Brock didn’t answer.
“What the fuck do we do?” I yelled at him as I tried to push away the agony engulfing me. “Brock!”
He still stared at the Gate, which remained lit like a beacon in the water.
“I … I don’t know. Nothing like this—”
I didn’t hear the rest. Something flew out of the Gate and crashed into me, sending me soaring through the water until I skidded against the sandy bottom of the bay. Everything around me went dark, and all I could think was Dark Souls. Lakari. They’d passed through the Gate. I immediately went into fight mode.
“Dude!” Leni’s voice stopped me. “Were you seriously going to hit me?”
The light of our souls immediately swirled together, erasing the pain before I’d even registered that it had been her form the Gate had spit back out. I didn’t have to ask if she was okay. I could feel it.
“Damn, you gave me a scare,” I silently said to only her.
I glanced over to Brock, whose form was no longer discernable as just his. Asia had apparently returned, as well.
“What the hell?” he yelled a moment later, his form jumping away from hers. “You know better!”
Leni removed her light from mine. “It’s my fault. It was me. I … I felt something.”
Brock waved his fists in the air like a crazed old man. “You can’t be doing shit like that.”
I stepped forward. “Dude, don’t talk—”
The full force of his energy turned on me. “Do you know what that would do to us? To all of us, since Asia was pulled in, too? We’re lucky they came back. If they didn’t …”
“We know,” Leni said. “We’d all go Dark. I’m sorry, but I couldn’t help it. I felt a … a connection. Something—someone was in there.”
Brock’s form stiffened. “What the hell is someone doing in the Gate?”

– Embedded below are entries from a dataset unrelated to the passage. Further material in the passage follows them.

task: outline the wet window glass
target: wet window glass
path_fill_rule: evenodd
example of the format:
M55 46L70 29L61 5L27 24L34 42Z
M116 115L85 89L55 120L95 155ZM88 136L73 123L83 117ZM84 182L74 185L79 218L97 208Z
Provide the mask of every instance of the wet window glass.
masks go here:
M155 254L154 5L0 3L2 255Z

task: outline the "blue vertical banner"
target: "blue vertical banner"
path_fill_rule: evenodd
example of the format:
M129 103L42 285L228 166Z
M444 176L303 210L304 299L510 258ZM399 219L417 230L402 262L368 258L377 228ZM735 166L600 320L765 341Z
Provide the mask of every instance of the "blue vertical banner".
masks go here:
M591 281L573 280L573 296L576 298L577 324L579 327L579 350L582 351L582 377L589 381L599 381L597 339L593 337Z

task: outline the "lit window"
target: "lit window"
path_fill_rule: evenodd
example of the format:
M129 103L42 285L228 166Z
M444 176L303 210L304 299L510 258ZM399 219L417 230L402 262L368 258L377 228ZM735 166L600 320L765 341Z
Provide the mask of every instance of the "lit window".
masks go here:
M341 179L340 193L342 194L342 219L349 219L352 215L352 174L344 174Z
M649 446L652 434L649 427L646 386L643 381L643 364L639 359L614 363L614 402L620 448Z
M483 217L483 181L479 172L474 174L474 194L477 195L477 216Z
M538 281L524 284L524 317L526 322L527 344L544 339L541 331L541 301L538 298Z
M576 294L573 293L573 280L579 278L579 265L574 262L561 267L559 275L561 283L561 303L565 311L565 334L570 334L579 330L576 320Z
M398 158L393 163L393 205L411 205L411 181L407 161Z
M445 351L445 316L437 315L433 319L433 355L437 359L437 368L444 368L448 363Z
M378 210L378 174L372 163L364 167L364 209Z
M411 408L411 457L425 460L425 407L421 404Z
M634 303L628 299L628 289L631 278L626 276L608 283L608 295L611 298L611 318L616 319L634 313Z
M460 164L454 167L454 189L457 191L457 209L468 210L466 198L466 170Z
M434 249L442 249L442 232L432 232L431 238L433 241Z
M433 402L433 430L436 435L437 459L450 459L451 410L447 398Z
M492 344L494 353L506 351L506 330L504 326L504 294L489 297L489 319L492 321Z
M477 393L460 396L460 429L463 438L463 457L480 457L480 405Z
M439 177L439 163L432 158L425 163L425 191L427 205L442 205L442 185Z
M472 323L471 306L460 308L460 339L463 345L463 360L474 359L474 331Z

“He wasn’t in the Gate,” Leni said. “I don’t think. It felt like somewhere … beyond. But he was reaching out for us, or for this world, or something.”
“Reaching out?” Brock repeated, sounding confused. “But why? Trying to talk to you?”
Asia shook her head. “No, it was more urgent than that. He had the desperation of a soul that’s been Separated.”
“I think … I think he thought we could help him,” Leni added. “But the Gate threw us back here before we could really know.”
Brock rubbed his head. “Well, it’s a good thing it did. Otherwise, we’d all be in his situation: Separated, desperate, and going Dark.”
Losing Leni had become my worst nightmare, and the thought of her soul going Dark scared the shit out of me. I melded more closely with her.
“At least you’re back,” I murmured to her. “Nothing else matters.”
Her soul gave mine a squeeze, but a tremor rippled through us. “A lot more matters, Jeric. Souls like that guy’s need to be helped. Even if we are part of the so-called Sacred Seven, we’re not the center of the universe.”
“Well, you’re the center of my universe. And I can’t imagine a universe without you. I will always make keeping us together my first priority, and everyone else can deal with it or fuck off.”